BOSTON – The ELIXA trial confirms that the GLP-1 receptor agonist lixisenatide neither decreases nor increases the risk of major adverse cardiac events in postacute coronary syndrome patients, and that it improves glucose control, compared with placebo, and provides modest benefits with respect to body weight, blood pressure, progression of albuminuria, and hypoglycemia rates, Dr. Silvio E. Inzucchi said at the annual scientific sessions of the American Diabetes Association.
Particularly encouraging was the lack of any signal for pancreatic injury, thyroid cancer, or heart failure. The latter finding is especially timely given recent concerns raised by DPP-4 inhibitors, said Dr. Inzucchi, who was invited by the ADA to comment on the ELIXA (Evaluation of Lixisenatide in Acute Coronary Syndrome) trial findings.
As for whether the ELIXA trial represents a high-quality study with believable results and an important end point, “the answer to this is a resounding yes,” he said, congratulating the investigators, who “have done a fine job of conducting this study, which represents another example of the great collaboration between diabetologists and cardiologists.”
“We all see the same patients and we need to work more and more together to find out the best treatments for our patients,” he said, noting that finding a glucose-lowering agent that has a clearcut cardiovascular benefit represents the “holy grail.”

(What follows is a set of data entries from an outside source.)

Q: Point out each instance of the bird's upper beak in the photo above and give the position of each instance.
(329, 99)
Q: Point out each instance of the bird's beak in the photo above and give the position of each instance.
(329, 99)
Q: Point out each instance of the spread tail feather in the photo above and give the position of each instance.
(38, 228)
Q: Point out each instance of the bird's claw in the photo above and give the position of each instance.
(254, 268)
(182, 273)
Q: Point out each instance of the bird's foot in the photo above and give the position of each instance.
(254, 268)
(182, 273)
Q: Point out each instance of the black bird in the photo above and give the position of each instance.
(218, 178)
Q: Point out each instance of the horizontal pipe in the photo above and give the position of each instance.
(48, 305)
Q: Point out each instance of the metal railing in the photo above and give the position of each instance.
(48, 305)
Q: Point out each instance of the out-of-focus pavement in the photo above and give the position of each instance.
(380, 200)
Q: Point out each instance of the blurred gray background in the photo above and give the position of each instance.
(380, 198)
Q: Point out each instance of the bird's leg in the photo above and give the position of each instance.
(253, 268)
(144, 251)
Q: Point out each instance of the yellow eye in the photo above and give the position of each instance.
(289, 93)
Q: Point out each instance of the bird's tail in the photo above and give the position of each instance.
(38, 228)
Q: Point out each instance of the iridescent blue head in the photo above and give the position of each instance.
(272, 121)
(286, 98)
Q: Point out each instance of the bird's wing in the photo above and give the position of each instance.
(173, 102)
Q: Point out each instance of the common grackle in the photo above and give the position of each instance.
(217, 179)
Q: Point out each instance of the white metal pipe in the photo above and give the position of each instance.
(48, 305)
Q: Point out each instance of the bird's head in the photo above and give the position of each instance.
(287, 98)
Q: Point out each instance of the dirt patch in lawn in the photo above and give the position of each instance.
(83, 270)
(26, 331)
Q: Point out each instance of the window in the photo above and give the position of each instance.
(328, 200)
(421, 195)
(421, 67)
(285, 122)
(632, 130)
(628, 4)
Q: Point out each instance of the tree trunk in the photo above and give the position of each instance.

The neutral finding, as opposed to a positive one, in ELIXA with respect to effects on cardiovascular outcomes is not surprising, said Dr. Inzucchi, professor of medicine and director of the Yale Diabetes Center at Yale University in New Haven, Conn.
“Hypoglycemia is more tightly linked to micro- than to macrovascular outcomes, so not surprisingly it is much easier to show a benefit on these microvascular complications from controlling blood glucose. Any cardiovascular benefit accrues over many years, outside the time course of most of our randomized clinical trials, and any cardiovascular benefit is likely to be attenuated in those with pre-existing atherosclerosis,” he said.
Although Dr. Inzucchi said that he is skeptical that any of the numerous ongoing cardiovascular outcomes trials (CVOTs) will be able to show such a benefit unless a particular agent shows “some dramatic off-target effect on atherosclerosis,” which is an unlikely outcome since glucose lowering has only a modest effect that is disclosed only after a number of years, he noted. It is “just kind of fun to think that, if one of these CVOTs does turn positive … that drug may potentially be positioned as the favored treatment in addition to metformin. Obviously, it depends on the degree of risk reduction and other effects as well, but only then will we have achieved the holy grail.”